Antes e depois do polêmico popô de Splash.

O caso mais famoso é o do filme Splash: Uma Sereia em Minha Vida, que conta a história de um menino que é salvo de um afogamento por uma sereia e a acaba reencontrando com ela 20 anos depois, e assim começa uma divertida aventura sobre amor. Estrelado por Tom Hanks, o filme, lançado em 1984, tem uma cena em que a sereia vai correndo pelada para o mar. Não revela nada demais, apenas um pouco da bunda da atriz Daryl Hannah. Para os executivos da Disney, isso deveria ser retirado do filme para entrar no catálogo. A solução foi colocar um cabelo tosco de CGI tampando o popô da moça. A modificação não foi bem aceita e gerou uma série de reclamações na internet. Um executivo da plataforma ainda comentou que outras cenas foram alteradas.



Um repórter diferente a cada região. Foi assim que a Disney promoveu Zootopia.
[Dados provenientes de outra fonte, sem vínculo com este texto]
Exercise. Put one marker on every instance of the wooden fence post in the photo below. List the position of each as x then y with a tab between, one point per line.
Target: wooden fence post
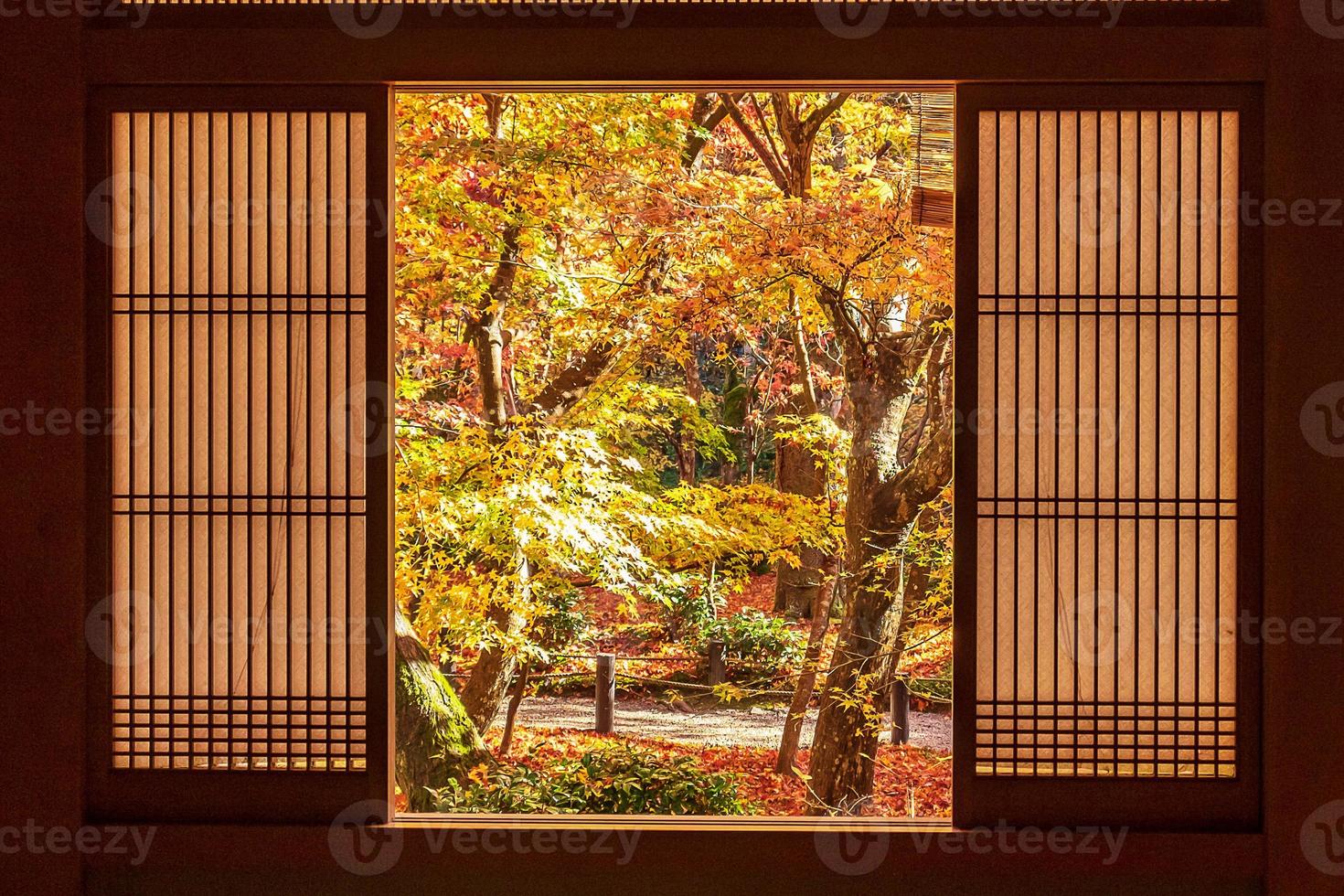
901	710
605	721
718	673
O ponto é que a Disney alterar seus próprios filmes não é lá uma grande novidade. Historicamente, o estúdio vem mudando suas obras seja disponibilizando versões diferentes para agradar para agradar a certos mercados, ou apenas para apagar polêmicas passadas. Um exemplo recente disso é o filme Zootopia. O âncora do telejornal teve várias versões. No Brasil, ele foi um Leopardo chamado Boi Chá – dublado pelo saudoso jornalista Ricardo Boechat. Na versão chinesa, ele foi trocado por um panda. E ainda houve mais versões do mesmo personagem. Há o caso também das acusações de racismo acerca dos corvos, em Dumbo. A solução foi cortar a aparição deles do filme.

Os corvos foram removidos de Dumbo por fazerem apologia ao racismo. O problema é que a sequência deles era importante para a trama.
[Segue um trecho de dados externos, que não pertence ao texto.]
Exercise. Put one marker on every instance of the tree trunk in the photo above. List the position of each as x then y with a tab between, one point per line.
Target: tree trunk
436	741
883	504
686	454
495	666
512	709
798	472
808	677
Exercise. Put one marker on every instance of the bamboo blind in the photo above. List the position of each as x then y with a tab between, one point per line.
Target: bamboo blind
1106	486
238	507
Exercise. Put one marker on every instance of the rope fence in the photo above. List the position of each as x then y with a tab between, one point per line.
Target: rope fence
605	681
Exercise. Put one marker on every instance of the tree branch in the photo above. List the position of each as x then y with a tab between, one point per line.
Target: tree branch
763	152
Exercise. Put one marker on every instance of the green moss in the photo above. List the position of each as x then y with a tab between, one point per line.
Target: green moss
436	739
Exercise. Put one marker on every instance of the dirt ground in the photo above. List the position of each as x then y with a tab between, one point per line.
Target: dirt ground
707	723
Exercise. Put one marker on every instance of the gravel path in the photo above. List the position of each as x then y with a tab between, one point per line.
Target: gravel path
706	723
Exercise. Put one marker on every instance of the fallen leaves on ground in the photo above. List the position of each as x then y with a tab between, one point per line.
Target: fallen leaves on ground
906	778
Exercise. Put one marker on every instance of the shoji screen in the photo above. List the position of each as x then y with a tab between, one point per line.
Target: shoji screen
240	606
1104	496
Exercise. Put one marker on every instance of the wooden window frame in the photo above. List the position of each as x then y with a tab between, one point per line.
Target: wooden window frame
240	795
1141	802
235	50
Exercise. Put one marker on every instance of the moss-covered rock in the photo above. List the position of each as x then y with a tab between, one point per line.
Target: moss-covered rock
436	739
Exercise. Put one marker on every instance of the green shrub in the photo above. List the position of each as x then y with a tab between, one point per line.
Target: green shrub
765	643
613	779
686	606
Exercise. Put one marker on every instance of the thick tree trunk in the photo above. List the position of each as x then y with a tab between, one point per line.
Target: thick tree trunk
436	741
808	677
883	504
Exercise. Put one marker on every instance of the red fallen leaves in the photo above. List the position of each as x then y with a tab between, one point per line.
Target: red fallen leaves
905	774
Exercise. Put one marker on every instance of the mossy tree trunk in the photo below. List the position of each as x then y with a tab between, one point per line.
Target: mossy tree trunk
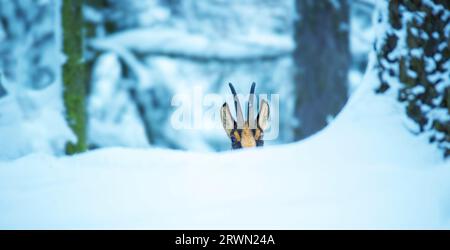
322	60
74	73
Modificações em obras nunca serão bem vistas pelo público, principalmente em filmes consagrados, como Lilo & Stitch, que teve uma cena em que Lilo se escondia em uma máquina de lavar digitalmente modificada para que ela se escondesse em um armário. A justificativa é que isso poderia incentivar crianças a entrarem em máquinas de lavar, o que seria perigoso. A mesma coisa com o clássico de 1933, Os Três Porquinhos, em que a piada politicamente incorreta dos porquinhos terem uma linguiça pendurada na parede mostrando ser o pai morto deles, foi removida do curta. A intenção pode ser boa, mas a censura não pode e não deve ser aceita jamais.

Visando evitar que crianças entrem em máquinas de lavar, a Disney alterou a cena.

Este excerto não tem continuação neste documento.